Appalachian Wednesday–Aw Nuts!

Cutting walnutsThe apples are in, the pumpkin’s carved, and the leaves are all orange and yellow and red. Must be time for the nut harvest! Of course, if we don’t hurry, the critters will beat us to it.

Growing up on the farm, we had walnuts, chestnuts, and filberts (hazelnuts). With walnuts, it was best to let nature dry the husk and expose the shell, which would still turn our hands black. Chestnuts could be removed from their prickly casing by pinching them between the soles of our boots and pushing out. Hazelnuts we just let dry a bit and then whacked but good with a hammer.

Mom probably made things using nuts, but mostly the pleasure was in just eating them straight from the shell. And eat them we did! Chestnuts in particular were an easy target and the crisp texture and flavor of that buttery, yellow nut was SO good. You can score them and roast them briefly to make them easy to peel, but we just bit ’em until the shell cracked.

Even here, on our little ole plot of land in NC, we have walnut trees (can’t plant tomatoes under them) and several hazelnut shrubs. But it’s a lot of work and not always worth it if the weather hasn’t been right or worms have gotten there first. So mostly Thistle and I sit inside the French doors and watch the squirrels feast. Their leavings streak the porch black when I go out to sweep them away.

But I kind of like that.

Reminds me of how God provides for squirrels and children growing up on a farm just alike. And how what he provides nourished my body back then and my heart today.

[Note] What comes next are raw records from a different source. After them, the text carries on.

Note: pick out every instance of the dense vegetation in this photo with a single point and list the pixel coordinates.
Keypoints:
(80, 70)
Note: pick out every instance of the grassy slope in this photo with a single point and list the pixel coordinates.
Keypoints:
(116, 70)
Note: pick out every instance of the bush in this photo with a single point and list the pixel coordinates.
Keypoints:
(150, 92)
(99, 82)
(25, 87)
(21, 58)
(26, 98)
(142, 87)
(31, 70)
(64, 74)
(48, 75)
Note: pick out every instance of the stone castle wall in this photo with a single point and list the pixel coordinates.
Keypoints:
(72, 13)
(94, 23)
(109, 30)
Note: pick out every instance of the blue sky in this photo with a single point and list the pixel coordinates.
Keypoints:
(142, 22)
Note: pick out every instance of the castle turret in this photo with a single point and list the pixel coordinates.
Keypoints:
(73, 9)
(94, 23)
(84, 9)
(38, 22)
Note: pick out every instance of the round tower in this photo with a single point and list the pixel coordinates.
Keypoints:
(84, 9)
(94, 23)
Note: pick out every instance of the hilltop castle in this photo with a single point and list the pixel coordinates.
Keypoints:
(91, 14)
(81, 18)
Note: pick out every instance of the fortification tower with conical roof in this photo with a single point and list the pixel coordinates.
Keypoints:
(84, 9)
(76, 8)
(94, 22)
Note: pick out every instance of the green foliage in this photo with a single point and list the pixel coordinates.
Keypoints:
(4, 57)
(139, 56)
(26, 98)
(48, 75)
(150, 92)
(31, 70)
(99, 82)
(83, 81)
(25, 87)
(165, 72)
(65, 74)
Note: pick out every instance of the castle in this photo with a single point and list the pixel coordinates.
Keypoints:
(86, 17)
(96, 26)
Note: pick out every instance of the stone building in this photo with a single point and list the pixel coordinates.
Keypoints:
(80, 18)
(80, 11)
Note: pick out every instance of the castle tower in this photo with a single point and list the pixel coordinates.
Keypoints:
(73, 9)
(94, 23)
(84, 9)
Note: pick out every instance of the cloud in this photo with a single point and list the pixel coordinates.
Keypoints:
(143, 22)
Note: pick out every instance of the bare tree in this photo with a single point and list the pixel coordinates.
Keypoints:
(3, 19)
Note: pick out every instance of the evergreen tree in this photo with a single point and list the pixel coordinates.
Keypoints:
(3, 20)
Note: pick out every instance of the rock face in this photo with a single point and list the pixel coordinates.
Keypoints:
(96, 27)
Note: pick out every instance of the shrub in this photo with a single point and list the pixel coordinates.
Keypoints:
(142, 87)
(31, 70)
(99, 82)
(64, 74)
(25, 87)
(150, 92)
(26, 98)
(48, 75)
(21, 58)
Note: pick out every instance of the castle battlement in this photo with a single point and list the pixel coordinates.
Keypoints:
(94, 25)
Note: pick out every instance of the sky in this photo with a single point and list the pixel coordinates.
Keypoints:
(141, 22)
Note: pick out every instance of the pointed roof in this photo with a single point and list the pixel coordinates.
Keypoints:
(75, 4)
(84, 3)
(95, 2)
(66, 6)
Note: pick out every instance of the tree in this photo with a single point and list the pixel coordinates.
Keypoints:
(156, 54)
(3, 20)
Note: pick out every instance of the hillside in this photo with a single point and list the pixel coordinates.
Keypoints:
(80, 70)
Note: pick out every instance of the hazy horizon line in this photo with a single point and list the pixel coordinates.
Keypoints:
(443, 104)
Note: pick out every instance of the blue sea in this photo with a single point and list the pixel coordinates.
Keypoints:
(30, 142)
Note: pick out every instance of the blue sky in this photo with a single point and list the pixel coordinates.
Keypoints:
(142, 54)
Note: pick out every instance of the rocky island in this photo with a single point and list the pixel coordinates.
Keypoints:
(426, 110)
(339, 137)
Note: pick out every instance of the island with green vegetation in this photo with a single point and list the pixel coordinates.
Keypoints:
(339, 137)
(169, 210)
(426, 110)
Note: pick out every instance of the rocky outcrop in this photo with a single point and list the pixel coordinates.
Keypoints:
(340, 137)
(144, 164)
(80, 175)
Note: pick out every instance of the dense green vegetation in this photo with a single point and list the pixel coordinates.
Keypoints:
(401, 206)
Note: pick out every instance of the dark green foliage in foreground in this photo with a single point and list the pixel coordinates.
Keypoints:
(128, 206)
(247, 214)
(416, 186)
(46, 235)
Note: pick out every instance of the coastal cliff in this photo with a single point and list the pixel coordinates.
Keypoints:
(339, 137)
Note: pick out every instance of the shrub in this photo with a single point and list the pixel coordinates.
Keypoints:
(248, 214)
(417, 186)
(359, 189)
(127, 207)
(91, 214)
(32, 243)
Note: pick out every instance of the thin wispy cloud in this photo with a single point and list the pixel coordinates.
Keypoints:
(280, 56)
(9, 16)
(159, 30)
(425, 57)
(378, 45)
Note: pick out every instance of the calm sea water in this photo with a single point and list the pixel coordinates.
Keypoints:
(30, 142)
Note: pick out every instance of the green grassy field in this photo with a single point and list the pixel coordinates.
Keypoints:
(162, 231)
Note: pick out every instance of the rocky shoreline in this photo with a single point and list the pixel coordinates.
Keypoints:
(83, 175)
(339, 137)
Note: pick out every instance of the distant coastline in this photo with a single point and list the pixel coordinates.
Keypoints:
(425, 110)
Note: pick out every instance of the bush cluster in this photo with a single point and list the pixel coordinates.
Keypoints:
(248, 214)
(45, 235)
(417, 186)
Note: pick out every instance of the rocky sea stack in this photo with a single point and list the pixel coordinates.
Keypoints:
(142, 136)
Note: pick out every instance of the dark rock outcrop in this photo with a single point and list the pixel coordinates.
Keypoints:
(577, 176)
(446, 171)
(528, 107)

Published by Sarah Loudin Thomas

Author, wife, child of God.

5 thoughts on “Appalachian Wednesday–Aw Nuts!

  1. When I was little, we had to walk a mile uphill to school. Literally. Of course, it was a mile downhill to get home, so that was good…
    Along the way, my sister (yes, I have one) and I would collect what we called horse chestnuts and bring them home, our pockets bulging with our treasures. We never did a thing with them, other than fill a big paper grocery bag and our closet floor, with hundreds of them!
    Where lived, there weren’t any squirrels, so I don’t quite know what happened to the hoard of goodies.
    I miss that walk, it was lovely.

    1. What a sweet memory! Horse chestnuts ARE pretty. I do the same thing with buckeyes–they’re just so glossy and smooth you can’t NOT pick them up. Supposed to be good luck, too ; )

  2. No tomatoes under walnut trees, but an excellent place for blackberries!
    The best pecan pie I ever ate was Anna’s made with hazelnuts.